Wertham closed his eyes for a moment, mentally consulting the circuitry within the silver-skinned rod he had secretly constructed during the years trapped in his cell. The old plans formed before him, a web of ancient catwalks that had not been trodden upon for almost a thousand years.
“Move left,” Wertham instructed, and Ronald guided his motion chair until he was in line with where Wertham was indicating.
Then, with a twist of the silver baton, Wertham tapped the hidden technology beneath its skin and felt the shimmer tech that held the park in place. Something winked out in his field of vision as a great plain of grass simply vanished to be replaced by a gap sunk into the earth. The people who had been on that patch of grass—fifty square feet of it in all—screamed as they began to fall, the hard-light hologram that had been holding them up winking out of existence. They tumbled down into the body of the thing that resided below, great cavernous lines of metal sunk deep into the foundations of the floating city.

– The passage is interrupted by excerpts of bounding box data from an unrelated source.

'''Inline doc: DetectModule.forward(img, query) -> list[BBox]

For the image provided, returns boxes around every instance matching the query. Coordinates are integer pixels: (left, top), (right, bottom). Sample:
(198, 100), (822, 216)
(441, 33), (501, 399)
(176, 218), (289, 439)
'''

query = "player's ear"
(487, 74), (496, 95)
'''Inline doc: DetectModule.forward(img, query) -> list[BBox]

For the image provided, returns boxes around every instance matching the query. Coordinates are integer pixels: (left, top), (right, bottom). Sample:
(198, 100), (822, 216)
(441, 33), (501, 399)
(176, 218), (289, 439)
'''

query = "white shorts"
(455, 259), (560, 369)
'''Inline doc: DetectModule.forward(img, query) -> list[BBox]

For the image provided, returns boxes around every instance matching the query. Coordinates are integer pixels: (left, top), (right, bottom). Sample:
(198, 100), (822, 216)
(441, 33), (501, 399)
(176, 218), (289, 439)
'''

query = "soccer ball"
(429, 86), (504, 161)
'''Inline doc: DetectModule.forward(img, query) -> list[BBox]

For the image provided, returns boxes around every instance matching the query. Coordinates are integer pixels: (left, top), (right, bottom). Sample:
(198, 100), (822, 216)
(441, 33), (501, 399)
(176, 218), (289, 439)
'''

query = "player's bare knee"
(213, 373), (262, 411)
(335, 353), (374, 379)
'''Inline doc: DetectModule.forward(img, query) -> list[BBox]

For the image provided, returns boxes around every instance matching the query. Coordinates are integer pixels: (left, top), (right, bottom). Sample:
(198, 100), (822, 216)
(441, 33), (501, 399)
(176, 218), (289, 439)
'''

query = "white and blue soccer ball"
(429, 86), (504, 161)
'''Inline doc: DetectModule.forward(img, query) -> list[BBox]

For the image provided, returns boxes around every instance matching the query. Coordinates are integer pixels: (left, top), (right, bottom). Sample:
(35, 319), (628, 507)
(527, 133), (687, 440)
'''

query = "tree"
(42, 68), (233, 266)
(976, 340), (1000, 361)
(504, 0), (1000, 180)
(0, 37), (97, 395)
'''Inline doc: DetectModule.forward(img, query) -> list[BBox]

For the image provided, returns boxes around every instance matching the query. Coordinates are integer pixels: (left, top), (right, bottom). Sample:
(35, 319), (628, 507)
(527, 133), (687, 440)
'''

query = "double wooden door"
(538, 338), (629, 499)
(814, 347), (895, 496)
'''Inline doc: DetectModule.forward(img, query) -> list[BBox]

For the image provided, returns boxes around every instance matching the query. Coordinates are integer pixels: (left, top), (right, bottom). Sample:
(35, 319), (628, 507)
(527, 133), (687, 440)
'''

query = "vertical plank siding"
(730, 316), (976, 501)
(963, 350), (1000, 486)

Other people in the park turned at the sudden change, shouting and pointing at the eerie sight of the ground literally ceasing to exist. Down there, beneath the illusion of perfect grass, lay a great industrial structure, all hard lines and sheer metal. Wertham watched as another batch of people disappeared with another turn of the rod in his hands, plummeting down into the forgotten industrial complex. Behind him, the mule sat on what was now an island of grass between the ancient catwalks.
Ronald’s expression was fixed as he watched more people fall to their deaths. “You could have let them go,” he said.